Her publicist’s response was that a trip to a refugee camp, while dangerous, would be a great way to get the media’s attention right before the new movie, predicted to be her breakout film, in which she played a widowed shepherdess in a sort of feudal France. This comment from her publicist was aggravating, because her desire to go had nothing to do with her career, or her image, or politics, or the refugees themselves. In fact, she realized when she got on the plane that she really had no idea why she wanted to go. There was the vague compulsion to help them, to assist them in uncurling and getting back on their feet, but she was a realist, and she could see that this was impossible, that whatever she could give them, it wouldn’t be enough. So his insinuation that he knew why she wanted to go insulted her and made her feel ugly.

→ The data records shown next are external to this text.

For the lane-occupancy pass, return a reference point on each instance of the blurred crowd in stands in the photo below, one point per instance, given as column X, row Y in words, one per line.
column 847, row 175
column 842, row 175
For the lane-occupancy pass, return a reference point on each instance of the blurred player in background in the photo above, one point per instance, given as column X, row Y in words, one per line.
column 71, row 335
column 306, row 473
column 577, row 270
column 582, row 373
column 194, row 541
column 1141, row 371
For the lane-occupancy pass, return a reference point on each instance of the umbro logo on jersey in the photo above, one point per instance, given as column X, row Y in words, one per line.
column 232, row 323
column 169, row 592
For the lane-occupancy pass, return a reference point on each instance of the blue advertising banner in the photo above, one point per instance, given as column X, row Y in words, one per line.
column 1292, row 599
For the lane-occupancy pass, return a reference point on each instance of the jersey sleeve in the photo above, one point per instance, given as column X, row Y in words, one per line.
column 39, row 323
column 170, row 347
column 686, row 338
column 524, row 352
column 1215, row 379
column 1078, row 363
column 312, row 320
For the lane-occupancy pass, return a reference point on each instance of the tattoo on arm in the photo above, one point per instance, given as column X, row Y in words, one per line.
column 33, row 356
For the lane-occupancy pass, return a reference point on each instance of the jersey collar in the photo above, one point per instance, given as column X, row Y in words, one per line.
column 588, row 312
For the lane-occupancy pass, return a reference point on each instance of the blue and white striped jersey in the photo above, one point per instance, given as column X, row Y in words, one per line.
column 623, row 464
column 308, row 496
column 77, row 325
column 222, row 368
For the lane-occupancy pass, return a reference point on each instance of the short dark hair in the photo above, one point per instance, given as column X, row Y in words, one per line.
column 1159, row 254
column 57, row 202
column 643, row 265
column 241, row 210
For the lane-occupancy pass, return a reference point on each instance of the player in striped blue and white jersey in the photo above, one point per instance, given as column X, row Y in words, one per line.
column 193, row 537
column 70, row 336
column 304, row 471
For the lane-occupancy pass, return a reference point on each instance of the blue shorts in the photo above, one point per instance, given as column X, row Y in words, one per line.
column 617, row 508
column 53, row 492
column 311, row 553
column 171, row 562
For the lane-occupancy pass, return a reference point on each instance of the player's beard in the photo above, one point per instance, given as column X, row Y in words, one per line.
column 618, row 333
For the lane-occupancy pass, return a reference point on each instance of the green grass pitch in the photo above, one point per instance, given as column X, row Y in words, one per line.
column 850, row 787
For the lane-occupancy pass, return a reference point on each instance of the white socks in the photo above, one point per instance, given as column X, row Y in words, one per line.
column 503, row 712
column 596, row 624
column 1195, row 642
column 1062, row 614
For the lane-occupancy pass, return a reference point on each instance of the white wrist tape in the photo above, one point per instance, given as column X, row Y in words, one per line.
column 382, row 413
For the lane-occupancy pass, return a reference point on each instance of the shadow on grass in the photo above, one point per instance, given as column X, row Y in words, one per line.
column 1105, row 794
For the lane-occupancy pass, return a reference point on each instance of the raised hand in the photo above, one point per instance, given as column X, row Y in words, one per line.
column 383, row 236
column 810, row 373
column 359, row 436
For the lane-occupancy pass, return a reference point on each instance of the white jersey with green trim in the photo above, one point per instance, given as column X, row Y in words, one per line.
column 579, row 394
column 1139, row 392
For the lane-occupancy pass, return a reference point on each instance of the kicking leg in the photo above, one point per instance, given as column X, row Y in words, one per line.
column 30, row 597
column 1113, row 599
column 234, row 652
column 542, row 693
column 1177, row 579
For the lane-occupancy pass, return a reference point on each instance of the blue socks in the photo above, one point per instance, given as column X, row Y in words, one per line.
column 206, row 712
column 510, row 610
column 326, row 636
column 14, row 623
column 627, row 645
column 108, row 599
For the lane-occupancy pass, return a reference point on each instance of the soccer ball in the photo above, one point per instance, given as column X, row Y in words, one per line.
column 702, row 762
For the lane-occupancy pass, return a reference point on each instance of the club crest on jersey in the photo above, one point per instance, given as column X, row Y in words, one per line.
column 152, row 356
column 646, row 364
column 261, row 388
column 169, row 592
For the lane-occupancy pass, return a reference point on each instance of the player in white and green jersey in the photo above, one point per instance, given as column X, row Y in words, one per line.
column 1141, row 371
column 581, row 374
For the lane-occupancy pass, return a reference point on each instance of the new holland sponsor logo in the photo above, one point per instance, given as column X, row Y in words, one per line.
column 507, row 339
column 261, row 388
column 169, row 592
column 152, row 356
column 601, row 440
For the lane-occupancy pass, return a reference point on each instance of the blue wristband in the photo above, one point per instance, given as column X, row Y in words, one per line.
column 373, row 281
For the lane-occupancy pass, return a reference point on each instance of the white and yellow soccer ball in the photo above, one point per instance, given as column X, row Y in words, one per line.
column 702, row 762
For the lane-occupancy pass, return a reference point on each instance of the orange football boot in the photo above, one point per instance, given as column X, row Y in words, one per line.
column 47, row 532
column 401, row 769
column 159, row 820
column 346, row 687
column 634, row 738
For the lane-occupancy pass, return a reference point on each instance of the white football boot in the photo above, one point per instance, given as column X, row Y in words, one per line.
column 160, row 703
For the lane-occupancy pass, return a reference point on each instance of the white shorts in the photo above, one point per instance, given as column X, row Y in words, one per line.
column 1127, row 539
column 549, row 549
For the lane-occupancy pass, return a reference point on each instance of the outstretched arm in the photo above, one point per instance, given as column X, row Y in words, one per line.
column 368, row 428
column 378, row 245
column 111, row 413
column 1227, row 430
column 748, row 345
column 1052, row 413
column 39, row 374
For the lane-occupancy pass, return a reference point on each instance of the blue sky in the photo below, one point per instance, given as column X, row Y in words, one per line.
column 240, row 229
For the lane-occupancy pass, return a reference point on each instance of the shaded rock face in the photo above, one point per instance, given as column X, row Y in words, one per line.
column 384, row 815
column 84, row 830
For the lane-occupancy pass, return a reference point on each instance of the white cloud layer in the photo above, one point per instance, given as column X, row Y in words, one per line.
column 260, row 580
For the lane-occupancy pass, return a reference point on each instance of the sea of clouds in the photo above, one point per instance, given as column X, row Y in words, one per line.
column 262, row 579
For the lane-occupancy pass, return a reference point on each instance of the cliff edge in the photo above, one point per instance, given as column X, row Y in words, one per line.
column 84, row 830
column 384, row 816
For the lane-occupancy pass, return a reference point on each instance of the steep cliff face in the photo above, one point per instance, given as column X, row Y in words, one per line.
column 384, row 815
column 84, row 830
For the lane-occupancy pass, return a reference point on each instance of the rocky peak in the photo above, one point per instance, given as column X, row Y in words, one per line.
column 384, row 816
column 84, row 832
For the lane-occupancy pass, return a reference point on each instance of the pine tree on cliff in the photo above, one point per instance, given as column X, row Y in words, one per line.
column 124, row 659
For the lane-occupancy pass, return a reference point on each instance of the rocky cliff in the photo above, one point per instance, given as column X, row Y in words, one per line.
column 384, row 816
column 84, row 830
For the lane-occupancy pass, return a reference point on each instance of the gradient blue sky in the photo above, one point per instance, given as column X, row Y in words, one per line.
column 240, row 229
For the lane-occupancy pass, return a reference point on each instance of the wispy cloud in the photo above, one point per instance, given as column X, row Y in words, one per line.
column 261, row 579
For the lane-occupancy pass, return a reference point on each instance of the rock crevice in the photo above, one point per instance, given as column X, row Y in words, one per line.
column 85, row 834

When she stopped for her layover in Spain, she expected to meet a handful of American paparazzi there, and possibly a European journalist or two. (She was staying the night, not wanting to press on to the next leg of the trip until she’d gotten a good night’s sleep. She would continue on a private plane.) Twenty minutes before landing she popped a purple pick-me-up pill that her doctor had given her to decrease the sensation (and cosmetic ramifications) of jet lag. She brushed shadow on her eyelids and put a scarf on her head to hide the oily sag of her yellow hair. She didn’t feel dishonest about doing these things, as some people acted like she ought to. It was unreasonable for people to expect her to get off a plane with pillow head and mascara under her eyes, even if it made her seem like a “real person.” She wasn’t a “real person.” Real people didn’t take vacations to refugee camps.
“Scott?”
She called her brother from her hotel room and made herself a twenty-dollar martini at the mini bar.
“Hello?”
“It’s me.”
“Ginny? You in Madrid?”
It was eight in the morning in California. Scott was probably just pouring himself a cup of coffee, pulling the frying pan out of the dishwasher and examining it for the residue of yesterday’s breakfast before cracking today’s into it.
“Yeah. I’m exhausted. But I can’t sleep because of all the fucking speed I took before I got off the plane.”
“Dr. Frank wouldn’t give you speed. He knows your itinerary. It’s just a little caffeine.”
“It’s trucker speed.”
“I’m sure it’s just caffeine. Otherwise you wouldn’t still feel tired.”
She sighed. Scott sighed back at her. “I don’t like this,” he said, as if making the admission for the first time. Scott was one of the world’s beloved “real” people. He was a doctor in Los Angeles. Not a plastic surgeon, but what her parents called a “family doctor,” the type that diagnosed ear infections and gave physicals to high school football players. He had told her he thought the idea of going to a refugee camp was dangerous and would accomplish nothing. This seemed true to her. So while she considered being real overrated, she knew that having a real person in one’s life was invaluable for orienting oneself in a situation.
“It’ll be fine. It’ll be good for me. At any rate, by the time I leave the embassy, I’ll have a twenty-man entourage. If the refugees get violent, I’ll start throwing translators at them. They hate translators.”
Scott didn’t laugh. “Call me when you get there,” he said, “and don’t forget to wear sunscreen, all right? You’re going to fry like a piece of bologna out there.”